Как любой художник, что приходит в мир культуры с изрядным запасом личностной смелости, Джон Донн сумел открыть и английской, и мировой поэзии новые пути, поставив и читателей-современников, и нас, отдалённых потомков, лицом к лицу с загадками, необычностью, многослойностью своего художественного мира.
Любая страсть, любая неистовая тяга, будь то путешествие, любовь, жажда открытий, посвящение божеству, предполагает наличие Необъяснимого, иррационального, того, что нельзя высказать словами, приземлённо истолковать, и наличие Трагического: знак равенства между жизнью и трагедией в мировой культуре ставил не только Донн, и не он один учился борьбе с хтоническим ужасом, пытался с ним храбро сражаться и в результате мог преодолевать эту изначальную, онтологическую трагедию бытия великой созидательной силой мятущейся и плодоносящей души, живого Духа.

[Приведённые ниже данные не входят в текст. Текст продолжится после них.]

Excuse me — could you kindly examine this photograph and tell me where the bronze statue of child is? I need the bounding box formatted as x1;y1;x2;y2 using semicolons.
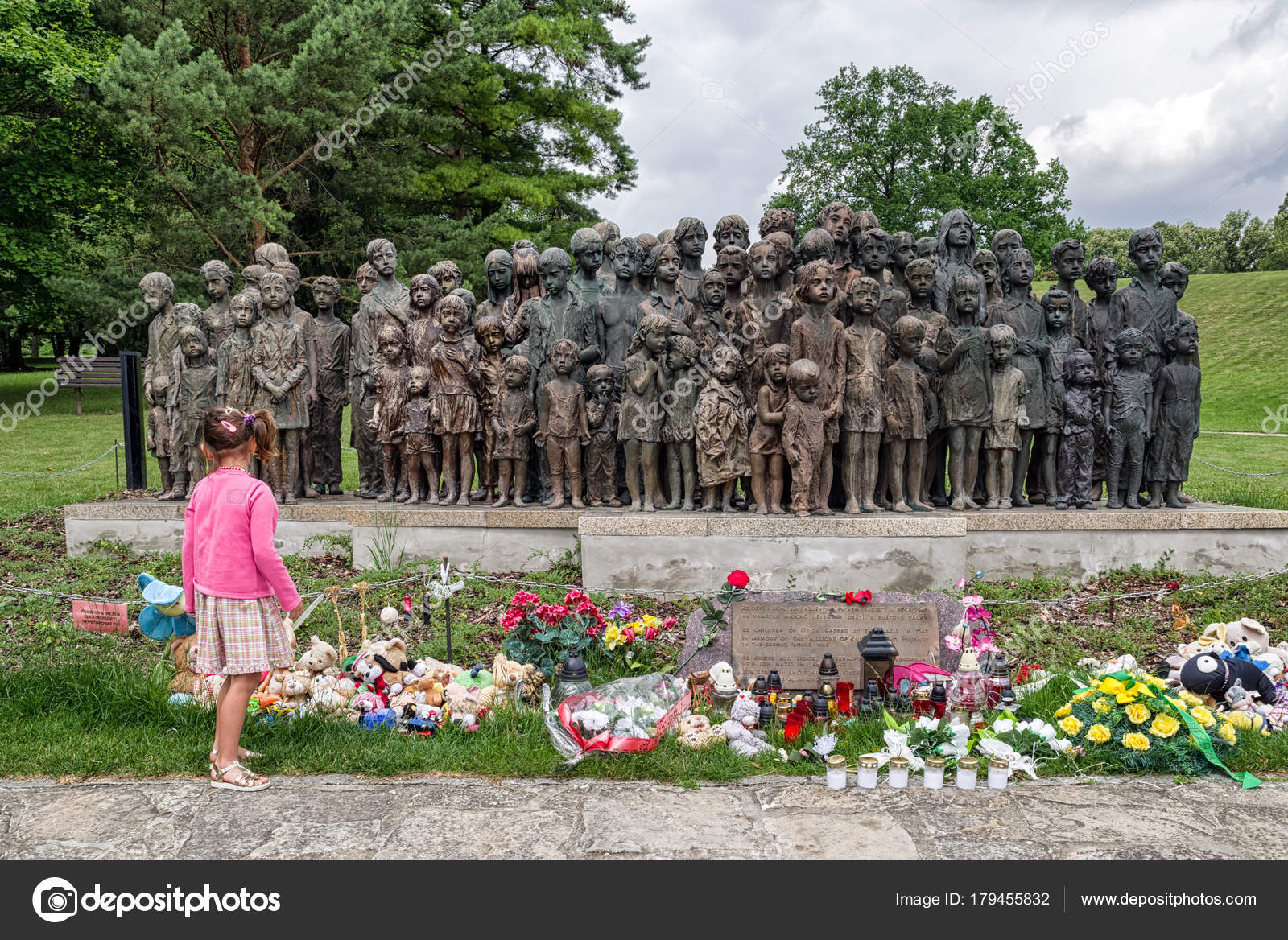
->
492;356;537;507
1055;349;1100;509
470;315;505;502
586;363;621;507
371;322;411;502
935;274;993;513
1149;317;1203;509
429;295;483;506
166;324;219;500
617;311;671;513
662;335;696;513
1104;327;1154;509
309;275;350;496
749;340;788;515
696;346;751;513
984;324;1029;509
882;314;934;513
251;272;309;504
398;365;438;506
782;355;831;517
841;278;886;515
404;274;443;369
1033;287;1082;498
788;262;858;515
537;340;590;509
201;260;233;357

Юрий Ключников, мощная фигура в русской поэзии и русском поэтическом переводе второй половины 20-го – первой четверти 21-го века, представляет нам новые переводы Джона Донна. Русский ли это Донн? Или всецело английский? Почему так странно созвучным оказалось всё, в совокупности, творческое наследие Джона Донна для Юрия Михайловича Ключникова, большого мастера, в переводческом багаже которого – обращение к поэзии Западной Европы (Франция, Германия, Италия, Англия), к поэтическим тайникам Средневековья, к эпохе Возрождения, к восточным культурам – Индии, Китаю, Японии, Ближнему Востоку? Чем привлёк поэта-энциклопедиста, масштабного переводчика Юрия Ключникова именно Джон Донн – только ли поэзией, хотя именно в поэтическом слове и отразилась сполна вся его бурнопламенная, порою огненная до степени безумия, сумасшествия, изобилующая всевозможными резкими поворотами судьбы, совершенно уникальная жизнь?

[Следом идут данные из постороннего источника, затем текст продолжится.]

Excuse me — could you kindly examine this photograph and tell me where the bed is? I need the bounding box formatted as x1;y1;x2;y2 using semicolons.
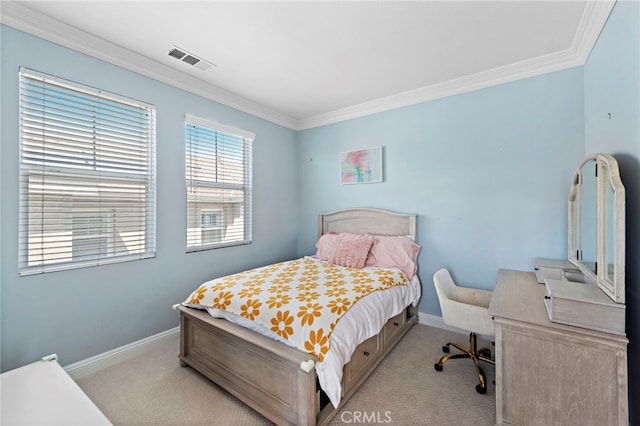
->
176;208;420;425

Жизнь всякая уникальна. Неповторима. Дело не в блестящем образовании, которое получил юноша Донн. И даже не в том, что он рано начал изучать богословие. Святое слово в его интересах наверняка перекрывала светская литература, а ещё будущий поэт увлекался театром; не забудем, это было время Вильяма Шекспира, а значит, время, когда на всю Англию гремело театральное искусство, и пьесы не только жадно смотрели, аплодируя в зале актерам, но и с восхищением и восторгом читали, ибо они издавались. И… совершенно театральный поворот событий: Донн пылко влюбляется в Анну Мор, племянницу своего покровителя, что обещает ему почётное место при королевском дворе. Да, он воссоединился с предметом своей любви! Но теперь молодую семью ждала не роскошь двора, а скорбь и нищета.
А поэт – на то он и поэт – пытался вырваться из тяжких земных оков. Ему Богом дан полёт духа. Любовь – полёт; мысль – полёт. Человек крылат, только сам не подозревает об этом.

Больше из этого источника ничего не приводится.